У Шалис сжалось сердце. Она вдруг живо представила гнев и беспомощность, которые он испытывал, будучи подростком, спешащим взвалить на свои плечи ответственность взрослого.
— Ричард… — она не знала, что сказать.
— Все в порядке, — он посмотрел на нее, понимая, о чем она думает, — вы ведь не знали.
— Да…
— Но теперь знаете, — его голос снова стал твердым.
— Да, и все это мне очень знакомо. В моей семье тоже было много проблем, хотя отец и пил только в компании, и никогда не позволял себе издеваться над матерью. Но он джазовый музыкант, и к тому же тоже немного работал на радио, а мама — бухгалтер.
— И вы больше похожи на отца, чем на мать, — констатировал Ричард.
Шалис кивнула.
«По этой-то причине нам с тобой и не быть вместе, — подумала она. — Даже если между нами и возникнет взаимное притяжение, наши отношения всегда будут перепевами все той же старой мелодии, только в новом исполнении».
Она пожала плечами.
— Быть диджеем не значит быть негодяем.
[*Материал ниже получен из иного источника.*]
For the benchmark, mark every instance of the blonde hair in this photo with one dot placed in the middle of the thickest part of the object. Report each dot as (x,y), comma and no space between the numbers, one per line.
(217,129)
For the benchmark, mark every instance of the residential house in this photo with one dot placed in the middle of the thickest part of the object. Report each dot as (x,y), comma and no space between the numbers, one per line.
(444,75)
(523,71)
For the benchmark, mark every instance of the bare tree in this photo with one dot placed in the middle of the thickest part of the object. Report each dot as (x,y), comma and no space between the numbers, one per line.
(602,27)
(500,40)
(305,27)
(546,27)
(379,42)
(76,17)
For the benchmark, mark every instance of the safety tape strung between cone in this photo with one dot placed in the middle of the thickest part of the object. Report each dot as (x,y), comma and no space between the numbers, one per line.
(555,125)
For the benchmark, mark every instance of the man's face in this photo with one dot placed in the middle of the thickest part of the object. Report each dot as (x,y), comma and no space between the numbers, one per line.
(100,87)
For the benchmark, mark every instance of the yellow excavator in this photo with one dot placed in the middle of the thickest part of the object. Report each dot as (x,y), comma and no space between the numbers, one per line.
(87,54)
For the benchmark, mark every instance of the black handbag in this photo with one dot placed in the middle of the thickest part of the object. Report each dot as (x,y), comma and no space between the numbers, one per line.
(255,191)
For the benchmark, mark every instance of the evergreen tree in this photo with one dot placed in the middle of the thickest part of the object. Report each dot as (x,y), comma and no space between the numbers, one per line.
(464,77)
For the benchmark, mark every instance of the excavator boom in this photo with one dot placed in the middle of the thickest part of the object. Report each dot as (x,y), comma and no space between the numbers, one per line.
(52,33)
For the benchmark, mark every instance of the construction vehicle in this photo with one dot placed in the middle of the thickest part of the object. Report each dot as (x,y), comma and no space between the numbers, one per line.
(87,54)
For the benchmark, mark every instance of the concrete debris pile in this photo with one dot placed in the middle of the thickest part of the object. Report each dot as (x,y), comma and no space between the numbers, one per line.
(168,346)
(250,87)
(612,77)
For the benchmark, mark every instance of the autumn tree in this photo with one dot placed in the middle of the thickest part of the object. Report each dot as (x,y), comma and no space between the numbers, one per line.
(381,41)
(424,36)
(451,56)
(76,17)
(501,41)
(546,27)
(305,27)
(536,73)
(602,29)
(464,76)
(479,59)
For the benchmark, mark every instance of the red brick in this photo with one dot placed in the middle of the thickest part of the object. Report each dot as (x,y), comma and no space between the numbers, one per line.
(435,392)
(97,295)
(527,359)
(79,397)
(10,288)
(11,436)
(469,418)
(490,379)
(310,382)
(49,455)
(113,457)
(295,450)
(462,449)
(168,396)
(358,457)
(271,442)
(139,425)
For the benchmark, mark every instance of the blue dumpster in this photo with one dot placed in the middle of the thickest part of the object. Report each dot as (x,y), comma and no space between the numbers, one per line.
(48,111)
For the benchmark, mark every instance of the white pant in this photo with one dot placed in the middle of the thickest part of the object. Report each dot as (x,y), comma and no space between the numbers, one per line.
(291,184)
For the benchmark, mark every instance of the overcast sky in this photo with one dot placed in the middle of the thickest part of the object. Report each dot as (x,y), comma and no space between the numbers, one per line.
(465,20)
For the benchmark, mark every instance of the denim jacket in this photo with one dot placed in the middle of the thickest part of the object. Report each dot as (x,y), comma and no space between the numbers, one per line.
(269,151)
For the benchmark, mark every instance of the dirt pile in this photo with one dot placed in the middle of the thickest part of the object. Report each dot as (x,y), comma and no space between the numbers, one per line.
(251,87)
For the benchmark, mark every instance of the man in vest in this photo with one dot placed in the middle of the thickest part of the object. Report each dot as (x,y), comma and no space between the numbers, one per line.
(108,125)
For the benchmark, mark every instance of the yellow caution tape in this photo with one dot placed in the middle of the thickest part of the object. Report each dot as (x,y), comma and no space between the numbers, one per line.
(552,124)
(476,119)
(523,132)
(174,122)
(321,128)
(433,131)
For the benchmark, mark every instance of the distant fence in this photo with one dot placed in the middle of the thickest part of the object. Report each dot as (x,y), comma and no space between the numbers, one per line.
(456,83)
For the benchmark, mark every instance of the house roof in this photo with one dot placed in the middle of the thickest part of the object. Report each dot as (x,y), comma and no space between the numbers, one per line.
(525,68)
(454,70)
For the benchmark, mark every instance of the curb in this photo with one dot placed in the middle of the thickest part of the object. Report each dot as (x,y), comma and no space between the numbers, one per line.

Может быть, мы и не очень вписываемся в рамки жизни обычных людей, но все-таки мы не такие подлецы, как ваш зять. И я не думаю, что Кел станет на него похож.
— Попробуйте убедить в этом Лусинду.
— Могу попробовать, если вы думаете, что это поможет.
— Нет, только не это. Даже и не думайте. Если она узнает, что Кел общается с людьми вроде вас, это еще больше напугает ее.
— Спасибо, — саркастически улыбнулась она, но потом уже серьезнее добавила: — Он будет работать на «Саундз ФМ», а это солидная радиостанция.
— Но именно вы привлекаете его.
— Ничего не могу с этим поделать, к сожалению.
— Ради бога, — он схватил ее за запястье, — вы думаете, мне все это нравится? Преследовать вас и рассказывать все наши семейные неурядицы? Мне это противно, тем более что я понимаю и вас, и Кела, но она моя сестра!